CAFTA vs. Chavez

If you look at the list below, you'll find a few good reasons to vote for CAFTA, along with a few good reasons to vote against. However, as the vote has grown closer, some CAFTA supporters, most recently the Washington Post, have backed off the economic arguments and instead focused on their regional bogeyman, Hugo Chavez.

Failure to pass CAFTA will not throw our five Central American allies suddenly to the dark side, nor will the passage of CAFTA wave a magic wand over the region and cause economic populism to go away.

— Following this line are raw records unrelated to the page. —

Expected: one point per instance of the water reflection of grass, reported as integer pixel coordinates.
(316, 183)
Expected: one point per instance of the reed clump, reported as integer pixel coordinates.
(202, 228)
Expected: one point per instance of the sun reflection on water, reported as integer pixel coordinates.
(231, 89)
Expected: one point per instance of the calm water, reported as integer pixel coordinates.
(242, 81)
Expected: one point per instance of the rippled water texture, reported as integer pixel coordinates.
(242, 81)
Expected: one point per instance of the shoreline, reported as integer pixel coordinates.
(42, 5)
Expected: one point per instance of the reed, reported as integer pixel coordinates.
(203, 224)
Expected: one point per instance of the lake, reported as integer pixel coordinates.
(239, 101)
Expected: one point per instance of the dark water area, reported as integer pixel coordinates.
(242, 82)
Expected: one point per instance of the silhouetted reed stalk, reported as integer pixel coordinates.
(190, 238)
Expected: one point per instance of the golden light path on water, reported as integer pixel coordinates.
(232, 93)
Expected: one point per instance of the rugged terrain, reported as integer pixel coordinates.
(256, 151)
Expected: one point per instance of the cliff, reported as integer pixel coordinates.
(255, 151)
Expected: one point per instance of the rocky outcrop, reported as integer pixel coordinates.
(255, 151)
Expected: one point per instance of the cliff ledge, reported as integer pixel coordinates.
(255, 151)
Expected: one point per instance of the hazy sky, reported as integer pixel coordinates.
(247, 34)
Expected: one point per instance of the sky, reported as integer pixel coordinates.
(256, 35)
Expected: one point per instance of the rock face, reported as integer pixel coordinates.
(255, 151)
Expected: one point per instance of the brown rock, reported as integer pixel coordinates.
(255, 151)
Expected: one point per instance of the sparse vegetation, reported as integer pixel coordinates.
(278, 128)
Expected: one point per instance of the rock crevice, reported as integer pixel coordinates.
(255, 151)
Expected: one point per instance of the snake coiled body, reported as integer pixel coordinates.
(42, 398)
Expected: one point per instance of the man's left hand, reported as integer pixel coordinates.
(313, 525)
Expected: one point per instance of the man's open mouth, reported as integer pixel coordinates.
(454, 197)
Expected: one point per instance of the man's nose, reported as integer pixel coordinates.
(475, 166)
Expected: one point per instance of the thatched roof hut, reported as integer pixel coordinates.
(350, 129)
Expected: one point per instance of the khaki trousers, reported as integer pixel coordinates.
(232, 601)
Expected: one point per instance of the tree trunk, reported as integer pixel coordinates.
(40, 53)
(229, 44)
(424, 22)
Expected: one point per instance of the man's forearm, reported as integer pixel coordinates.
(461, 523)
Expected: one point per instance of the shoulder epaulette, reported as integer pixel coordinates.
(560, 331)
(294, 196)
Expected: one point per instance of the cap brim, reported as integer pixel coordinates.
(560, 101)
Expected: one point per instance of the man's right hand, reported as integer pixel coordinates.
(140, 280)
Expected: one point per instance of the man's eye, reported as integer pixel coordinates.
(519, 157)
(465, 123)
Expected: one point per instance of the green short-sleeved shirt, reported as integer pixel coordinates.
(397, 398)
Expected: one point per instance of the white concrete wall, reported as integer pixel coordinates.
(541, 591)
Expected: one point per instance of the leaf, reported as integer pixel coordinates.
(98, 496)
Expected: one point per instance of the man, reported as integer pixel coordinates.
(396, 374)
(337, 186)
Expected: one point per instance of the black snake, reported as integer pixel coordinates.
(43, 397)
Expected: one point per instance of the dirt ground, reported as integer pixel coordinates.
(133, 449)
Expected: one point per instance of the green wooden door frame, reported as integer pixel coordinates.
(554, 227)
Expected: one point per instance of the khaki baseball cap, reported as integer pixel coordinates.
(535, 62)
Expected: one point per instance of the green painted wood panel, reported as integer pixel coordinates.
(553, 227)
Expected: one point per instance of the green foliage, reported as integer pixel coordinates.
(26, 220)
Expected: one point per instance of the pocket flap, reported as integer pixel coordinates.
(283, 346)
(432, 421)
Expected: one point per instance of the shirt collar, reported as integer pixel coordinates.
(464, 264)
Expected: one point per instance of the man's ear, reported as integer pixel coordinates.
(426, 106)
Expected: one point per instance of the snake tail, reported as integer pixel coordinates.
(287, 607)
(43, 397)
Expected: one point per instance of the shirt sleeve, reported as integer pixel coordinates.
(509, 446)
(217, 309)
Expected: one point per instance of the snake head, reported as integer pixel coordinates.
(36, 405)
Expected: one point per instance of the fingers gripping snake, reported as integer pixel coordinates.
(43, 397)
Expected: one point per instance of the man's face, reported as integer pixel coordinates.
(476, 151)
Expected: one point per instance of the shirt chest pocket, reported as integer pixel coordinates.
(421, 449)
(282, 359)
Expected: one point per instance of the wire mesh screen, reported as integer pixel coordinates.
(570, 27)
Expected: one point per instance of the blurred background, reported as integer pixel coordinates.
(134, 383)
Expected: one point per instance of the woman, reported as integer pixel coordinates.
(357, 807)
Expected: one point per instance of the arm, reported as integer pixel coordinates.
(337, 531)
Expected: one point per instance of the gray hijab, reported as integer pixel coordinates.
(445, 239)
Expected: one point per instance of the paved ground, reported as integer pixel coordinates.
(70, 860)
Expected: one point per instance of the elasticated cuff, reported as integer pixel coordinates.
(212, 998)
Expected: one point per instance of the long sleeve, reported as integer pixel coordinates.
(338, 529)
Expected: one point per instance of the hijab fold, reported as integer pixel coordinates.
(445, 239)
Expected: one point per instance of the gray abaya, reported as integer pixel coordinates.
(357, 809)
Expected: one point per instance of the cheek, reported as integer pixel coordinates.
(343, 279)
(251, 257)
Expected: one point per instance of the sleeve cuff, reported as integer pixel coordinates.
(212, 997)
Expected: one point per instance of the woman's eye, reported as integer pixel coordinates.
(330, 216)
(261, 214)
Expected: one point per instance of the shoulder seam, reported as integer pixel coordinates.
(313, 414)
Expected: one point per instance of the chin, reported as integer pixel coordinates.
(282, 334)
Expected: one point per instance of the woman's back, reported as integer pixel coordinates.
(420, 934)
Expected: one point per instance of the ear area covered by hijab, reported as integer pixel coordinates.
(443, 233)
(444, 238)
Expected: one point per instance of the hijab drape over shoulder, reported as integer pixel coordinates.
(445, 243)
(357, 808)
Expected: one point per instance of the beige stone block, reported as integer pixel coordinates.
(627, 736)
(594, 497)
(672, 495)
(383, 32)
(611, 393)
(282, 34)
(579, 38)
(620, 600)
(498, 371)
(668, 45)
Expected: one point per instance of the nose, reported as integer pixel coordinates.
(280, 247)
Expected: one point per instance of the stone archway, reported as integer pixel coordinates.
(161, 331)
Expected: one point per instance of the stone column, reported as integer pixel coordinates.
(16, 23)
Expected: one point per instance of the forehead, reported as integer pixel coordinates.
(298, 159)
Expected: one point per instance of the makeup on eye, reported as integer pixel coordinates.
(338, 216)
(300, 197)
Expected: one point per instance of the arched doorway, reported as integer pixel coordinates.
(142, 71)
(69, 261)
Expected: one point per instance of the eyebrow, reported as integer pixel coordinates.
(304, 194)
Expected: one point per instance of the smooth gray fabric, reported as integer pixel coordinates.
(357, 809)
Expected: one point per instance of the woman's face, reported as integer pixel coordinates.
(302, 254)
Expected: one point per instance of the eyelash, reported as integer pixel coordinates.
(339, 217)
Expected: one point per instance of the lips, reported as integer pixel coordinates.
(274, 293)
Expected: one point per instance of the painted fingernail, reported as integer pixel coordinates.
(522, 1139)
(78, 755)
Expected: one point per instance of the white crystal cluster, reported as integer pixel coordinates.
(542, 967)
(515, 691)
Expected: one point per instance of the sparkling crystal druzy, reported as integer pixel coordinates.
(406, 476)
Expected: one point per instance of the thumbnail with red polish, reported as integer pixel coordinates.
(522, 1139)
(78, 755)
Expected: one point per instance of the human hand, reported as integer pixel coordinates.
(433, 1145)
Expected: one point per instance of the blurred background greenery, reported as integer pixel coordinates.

Long term (5-15 years), free trade agreements like CAFTA can become a weapon against economic populism, like the type currently ruling Venezuela. Whether you agree with the specifics of CAFTA or not, free trade is essential to development in Latin America. Defeating the "Chavez threat" requires sustained diplomacy and economic interaction with countries in Latin America, of which CAFTA is only a small piece.

The bad news for bill's supporters is, in the short term (1-3 years) the passage of CAFTA may actually benefit Chavez. CAFTA becomes Chavez's whipping boy, a gringo economic policy he can point to when development doesn't come immediately or some people lose out in the new free trade deal. Chavez doesn't care whether it's true or not. The Venezuelan regime is a master of public relations and they will find a way to turn CAFTA against us in the media. This isn't an argument against CAFTA, but it is something to be prepared for.

There are plenty of economic and political reasons to support CAFTA. Advocates of the policy should not to oversell this bill as a giant-slayer or use fear of the bogeyman to gain votes.